Their words, not mine; the first header: "It's already on your machine". We can belabor it, but the domain is 'justuse'. No room for 'except' [unless you're reasonable, of course].
The 'egregious' things are charging to share what will fit very well in SCM (preventing real automation)... and breaking due to Online First/only. It makes sense to require the endpoint I'm talking to. Why would Postman need AWS/us-east-1 [0] for a completely unrelated API? Joyful rent-seeking.
cURL, your suggestion (hurl), or HTTPie all make far more sense. Store what they need in the place where you already store stuff. Profit, for free: never go down. Automate/take people out of the button-pushing pattern for a gold star.
Ditto, enjoy the catharsis. Good advice to not take it personally, I'll try to give a less aggressive point of view. All of this has come to mind [but not repeated out of kindness or laziness, whichever].
So, to start: someone wants me to install Postman/similar and pay real money to share and make a request? Absolutely not. I can read the spec from Swagger, or whatever, too... and write down what was useful [for others]. We all have cURL or some version of Python.
Surely a few phrases of text worth making plans to save, and paying for [at least twice, you to research and them to store], are worth putting into source control.
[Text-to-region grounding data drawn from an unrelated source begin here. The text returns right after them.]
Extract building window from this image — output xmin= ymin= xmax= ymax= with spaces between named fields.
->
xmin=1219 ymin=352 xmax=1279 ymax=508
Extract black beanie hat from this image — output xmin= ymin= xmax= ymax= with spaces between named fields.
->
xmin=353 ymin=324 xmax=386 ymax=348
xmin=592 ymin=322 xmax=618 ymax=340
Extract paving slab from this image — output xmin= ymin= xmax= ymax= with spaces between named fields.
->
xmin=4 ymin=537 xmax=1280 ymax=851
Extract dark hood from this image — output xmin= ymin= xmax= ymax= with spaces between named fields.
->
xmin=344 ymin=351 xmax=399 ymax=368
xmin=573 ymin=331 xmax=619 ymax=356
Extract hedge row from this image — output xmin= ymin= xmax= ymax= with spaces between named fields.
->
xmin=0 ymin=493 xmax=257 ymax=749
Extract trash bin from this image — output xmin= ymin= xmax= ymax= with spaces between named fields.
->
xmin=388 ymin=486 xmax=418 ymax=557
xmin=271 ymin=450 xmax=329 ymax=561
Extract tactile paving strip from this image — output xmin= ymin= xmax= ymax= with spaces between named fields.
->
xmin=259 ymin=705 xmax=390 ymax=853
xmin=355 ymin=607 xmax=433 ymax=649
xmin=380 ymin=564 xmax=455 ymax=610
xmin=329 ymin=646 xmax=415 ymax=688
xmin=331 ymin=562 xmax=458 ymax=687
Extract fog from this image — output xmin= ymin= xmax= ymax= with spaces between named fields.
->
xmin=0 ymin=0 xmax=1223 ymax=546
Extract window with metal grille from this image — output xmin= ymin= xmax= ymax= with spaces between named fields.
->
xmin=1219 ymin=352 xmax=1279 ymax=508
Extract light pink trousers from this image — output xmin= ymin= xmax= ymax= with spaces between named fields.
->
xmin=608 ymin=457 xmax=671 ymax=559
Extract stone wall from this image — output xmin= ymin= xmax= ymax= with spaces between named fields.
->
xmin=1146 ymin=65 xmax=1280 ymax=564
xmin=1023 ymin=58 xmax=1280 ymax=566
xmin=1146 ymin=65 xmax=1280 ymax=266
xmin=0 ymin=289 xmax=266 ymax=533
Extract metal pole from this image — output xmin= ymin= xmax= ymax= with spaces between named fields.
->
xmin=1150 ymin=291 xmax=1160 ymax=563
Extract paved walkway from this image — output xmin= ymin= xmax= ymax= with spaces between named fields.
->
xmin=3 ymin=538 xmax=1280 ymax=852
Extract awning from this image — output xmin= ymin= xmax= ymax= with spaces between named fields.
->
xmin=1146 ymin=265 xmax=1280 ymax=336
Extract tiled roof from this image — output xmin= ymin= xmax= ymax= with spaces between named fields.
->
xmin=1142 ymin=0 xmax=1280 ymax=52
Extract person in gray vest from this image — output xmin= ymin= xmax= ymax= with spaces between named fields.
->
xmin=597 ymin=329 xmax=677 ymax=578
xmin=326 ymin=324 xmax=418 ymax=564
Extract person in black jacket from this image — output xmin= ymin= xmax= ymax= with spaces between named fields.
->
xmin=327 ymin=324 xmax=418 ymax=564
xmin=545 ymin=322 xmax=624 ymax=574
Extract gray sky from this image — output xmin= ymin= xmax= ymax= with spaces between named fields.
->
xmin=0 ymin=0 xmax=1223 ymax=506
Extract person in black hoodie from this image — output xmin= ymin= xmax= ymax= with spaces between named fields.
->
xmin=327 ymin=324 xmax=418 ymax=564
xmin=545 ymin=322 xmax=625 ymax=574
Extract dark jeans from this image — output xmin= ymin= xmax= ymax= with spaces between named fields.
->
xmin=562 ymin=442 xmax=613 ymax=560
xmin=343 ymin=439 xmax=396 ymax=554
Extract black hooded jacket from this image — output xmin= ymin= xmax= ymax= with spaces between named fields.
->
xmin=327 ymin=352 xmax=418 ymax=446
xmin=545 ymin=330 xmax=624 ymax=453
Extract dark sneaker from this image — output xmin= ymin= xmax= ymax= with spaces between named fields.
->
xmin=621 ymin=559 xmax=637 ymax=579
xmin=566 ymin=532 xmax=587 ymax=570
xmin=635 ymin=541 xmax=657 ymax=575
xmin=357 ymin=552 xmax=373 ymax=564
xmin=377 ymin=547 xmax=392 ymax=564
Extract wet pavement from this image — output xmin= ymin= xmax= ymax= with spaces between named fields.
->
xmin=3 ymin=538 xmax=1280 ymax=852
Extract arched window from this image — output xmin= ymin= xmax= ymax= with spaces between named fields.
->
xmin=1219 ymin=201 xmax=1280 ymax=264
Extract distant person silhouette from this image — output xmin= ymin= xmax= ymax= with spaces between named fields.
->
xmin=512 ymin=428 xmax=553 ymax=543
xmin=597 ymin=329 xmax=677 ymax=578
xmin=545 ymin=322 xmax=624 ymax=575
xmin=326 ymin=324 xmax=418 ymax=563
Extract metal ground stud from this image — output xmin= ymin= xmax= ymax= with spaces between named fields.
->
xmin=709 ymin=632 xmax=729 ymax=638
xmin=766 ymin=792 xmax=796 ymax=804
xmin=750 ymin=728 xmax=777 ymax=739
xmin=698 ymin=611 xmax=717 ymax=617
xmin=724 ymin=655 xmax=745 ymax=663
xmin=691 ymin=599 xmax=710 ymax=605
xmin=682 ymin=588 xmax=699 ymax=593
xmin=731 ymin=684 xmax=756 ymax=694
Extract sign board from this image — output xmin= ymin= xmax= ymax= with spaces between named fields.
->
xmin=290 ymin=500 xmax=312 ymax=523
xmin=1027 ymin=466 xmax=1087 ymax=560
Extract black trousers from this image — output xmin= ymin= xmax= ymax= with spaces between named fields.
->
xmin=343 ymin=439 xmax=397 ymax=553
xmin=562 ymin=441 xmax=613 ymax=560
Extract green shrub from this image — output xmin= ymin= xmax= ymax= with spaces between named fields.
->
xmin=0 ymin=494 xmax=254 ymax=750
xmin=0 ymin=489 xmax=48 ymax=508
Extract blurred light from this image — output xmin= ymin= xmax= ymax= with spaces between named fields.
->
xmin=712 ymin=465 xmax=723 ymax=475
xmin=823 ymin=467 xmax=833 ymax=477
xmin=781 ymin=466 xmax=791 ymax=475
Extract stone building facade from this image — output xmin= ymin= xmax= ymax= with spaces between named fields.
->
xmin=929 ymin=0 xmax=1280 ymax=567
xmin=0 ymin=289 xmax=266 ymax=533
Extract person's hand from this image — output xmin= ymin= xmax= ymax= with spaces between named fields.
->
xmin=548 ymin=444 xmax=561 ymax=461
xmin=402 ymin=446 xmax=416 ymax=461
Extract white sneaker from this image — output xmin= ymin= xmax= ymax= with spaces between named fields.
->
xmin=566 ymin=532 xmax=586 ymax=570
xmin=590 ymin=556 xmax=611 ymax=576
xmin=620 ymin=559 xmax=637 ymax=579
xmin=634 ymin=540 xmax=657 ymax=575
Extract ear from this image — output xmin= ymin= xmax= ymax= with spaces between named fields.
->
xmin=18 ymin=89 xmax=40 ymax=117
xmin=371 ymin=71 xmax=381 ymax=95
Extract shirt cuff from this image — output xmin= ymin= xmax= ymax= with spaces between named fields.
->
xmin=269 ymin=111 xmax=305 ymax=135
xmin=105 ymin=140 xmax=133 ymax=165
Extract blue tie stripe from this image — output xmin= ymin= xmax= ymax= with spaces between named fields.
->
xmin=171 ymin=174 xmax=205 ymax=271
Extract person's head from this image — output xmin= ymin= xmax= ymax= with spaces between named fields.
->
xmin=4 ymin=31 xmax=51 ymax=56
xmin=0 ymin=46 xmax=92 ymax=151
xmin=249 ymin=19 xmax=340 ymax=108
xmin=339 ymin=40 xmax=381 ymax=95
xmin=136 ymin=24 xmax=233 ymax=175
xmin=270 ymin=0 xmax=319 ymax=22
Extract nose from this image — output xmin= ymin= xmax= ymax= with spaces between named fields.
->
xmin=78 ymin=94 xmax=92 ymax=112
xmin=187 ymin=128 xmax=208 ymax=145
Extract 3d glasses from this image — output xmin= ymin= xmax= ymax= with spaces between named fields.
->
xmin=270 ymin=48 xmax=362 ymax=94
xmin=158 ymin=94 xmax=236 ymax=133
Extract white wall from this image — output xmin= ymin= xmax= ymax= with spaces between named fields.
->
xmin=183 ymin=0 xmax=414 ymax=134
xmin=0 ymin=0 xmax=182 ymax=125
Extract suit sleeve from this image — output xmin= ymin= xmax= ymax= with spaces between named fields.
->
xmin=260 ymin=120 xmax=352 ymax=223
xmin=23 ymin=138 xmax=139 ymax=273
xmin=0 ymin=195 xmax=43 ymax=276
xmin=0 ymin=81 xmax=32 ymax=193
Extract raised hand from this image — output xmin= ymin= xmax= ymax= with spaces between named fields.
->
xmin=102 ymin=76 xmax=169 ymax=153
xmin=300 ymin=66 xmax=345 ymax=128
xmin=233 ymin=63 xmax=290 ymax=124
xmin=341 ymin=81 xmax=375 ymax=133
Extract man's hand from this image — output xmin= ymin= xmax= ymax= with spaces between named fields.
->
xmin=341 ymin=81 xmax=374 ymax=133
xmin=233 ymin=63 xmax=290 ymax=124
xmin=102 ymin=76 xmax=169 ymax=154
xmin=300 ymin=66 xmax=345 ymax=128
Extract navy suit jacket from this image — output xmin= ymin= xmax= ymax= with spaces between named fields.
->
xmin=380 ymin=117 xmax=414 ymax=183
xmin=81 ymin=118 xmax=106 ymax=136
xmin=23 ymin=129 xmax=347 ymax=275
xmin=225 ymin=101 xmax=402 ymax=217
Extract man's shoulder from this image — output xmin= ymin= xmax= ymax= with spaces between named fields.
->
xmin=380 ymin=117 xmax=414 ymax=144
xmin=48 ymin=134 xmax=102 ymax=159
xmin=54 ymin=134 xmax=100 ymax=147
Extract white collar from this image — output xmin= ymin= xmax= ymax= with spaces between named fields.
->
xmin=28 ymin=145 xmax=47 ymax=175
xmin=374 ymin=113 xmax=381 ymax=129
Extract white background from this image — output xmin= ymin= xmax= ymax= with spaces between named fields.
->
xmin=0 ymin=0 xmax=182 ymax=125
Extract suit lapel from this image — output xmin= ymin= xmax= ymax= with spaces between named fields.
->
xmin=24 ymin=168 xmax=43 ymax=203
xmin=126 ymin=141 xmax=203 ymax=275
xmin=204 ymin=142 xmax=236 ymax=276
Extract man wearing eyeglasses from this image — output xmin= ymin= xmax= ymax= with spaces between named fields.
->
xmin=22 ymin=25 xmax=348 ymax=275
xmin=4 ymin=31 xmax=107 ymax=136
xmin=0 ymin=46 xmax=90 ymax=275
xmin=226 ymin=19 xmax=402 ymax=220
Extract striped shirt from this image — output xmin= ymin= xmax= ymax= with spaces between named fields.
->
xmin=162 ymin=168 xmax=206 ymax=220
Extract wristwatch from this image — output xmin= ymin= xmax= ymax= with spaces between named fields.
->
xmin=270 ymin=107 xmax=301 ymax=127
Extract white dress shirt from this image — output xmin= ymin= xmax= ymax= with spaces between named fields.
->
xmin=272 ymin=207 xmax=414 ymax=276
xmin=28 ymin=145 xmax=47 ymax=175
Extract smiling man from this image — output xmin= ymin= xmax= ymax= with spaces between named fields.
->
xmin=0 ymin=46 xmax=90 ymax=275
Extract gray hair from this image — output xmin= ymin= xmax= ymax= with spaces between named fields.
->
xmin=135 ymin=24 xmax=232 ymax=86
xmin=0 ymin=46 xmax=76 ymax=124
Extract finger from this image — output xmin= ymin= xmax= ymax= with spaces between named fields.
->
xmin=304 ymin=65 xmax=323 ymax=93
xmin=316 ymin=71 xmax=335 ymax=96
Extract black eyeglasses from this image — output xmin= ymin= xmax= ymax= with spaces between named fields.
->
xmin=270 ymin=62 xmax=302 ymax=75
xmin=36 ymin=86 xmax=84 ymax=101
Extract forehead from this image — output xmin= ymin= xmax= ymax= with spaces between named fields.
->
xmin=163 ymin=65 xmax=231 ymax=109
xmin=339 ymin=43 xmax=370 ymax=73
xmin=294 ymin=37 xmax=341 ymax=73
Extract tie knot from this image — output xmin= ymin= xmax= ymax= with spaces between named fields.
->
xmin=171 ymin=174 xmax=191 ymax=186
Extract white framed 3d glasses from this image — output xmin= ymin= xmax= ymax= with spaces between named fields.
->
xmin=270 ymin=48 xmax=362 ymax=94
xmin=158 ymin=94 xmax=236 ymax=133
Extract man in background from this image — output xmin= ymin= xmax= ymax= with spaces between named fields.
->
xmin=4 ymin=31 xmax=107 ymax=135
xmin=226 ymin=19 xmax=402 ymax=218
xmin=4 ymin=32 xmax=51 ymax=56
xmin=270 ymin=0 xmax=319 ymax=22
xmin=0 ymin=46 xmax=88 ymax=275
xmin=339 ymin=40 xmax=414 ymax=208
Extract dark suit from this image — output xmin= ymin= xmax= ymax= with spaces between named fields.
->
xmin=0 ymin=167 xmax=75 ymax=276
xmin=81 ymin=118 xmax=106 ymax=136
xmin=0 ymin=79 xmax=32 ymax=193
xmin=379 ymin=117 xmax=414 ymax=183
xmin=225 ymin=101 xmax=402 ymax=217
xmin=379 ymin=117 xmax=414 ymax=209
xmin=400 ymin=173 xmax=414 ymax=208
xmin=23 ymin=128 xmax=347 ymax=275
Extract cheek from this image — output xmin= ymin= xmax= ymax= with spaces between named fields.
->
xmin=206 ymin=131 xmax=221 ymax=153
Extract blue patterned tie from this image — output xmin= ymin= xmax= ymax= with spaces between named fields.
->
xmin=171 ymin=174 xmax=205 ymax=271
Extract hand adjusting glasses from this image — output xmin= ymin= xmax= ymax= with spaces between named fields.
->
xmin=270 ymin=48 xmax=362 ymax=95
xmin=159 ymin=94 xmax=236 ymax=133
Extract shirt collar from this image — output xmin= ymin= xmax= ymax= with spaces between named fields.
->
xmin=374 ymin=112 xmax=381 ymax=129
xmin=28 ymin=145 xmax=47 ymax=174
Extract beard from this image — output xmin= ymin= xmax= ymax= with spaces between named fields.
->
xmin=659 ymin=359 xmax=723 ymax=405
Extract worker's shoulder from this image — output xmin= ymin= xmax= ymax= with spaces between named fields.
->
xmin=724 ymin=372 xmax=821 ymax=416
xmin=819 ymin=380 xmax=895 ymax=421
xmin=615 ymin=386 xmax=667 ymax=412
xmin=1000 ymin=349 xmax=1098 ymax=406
It's free, even gifts dividends. How? Automation that works faster than a human pushing a button. Or creates more buttons!
The wisdom of pipes! I'd share these workflows the exact same way we share others [ie: BASH, Ansible]: Git. Needs nothing more than a directory, though an SSH daemon is quite nice.
Those of us who can survive without desperate monetization plays are worth quite a lot, actually. They say 'jury rig', we say 'engineer'.
Call me crazy, because this is, perhaps it's their "Room 641a". The purpose of a system is what it does, no point arguing 'should' against reality, etc.
They've been charging a premium for, and marketing, "Availability" for decades at this point. I worked for a competitor and made a better product: it could endure any of the zones failing.
It's possible that you really could endure any zone failure. But I take these claims people make all the time with a grain of salt, unless you're working on AWS scale (basically just 3 companies) and have actually run for years and seen every kind of failure mode claiming to be higher availability is not something that's able to be accurately evaluated.
(I'm assuming by zone you mean the equivalent of an AWS region, with multiple connected datacenters)
Yes, equivalent. Did endure, repeatedly. Demonstrated to auditors to maintain compliance. They would pick the zone to cut off. We couldn't bias the test. Literal clockwork.
I'll let people guess for the sport of it, here's the hint: there were at least 30 of them comprised of Real Datacenters. Thanks for the doubt, though. Implied or otherwise.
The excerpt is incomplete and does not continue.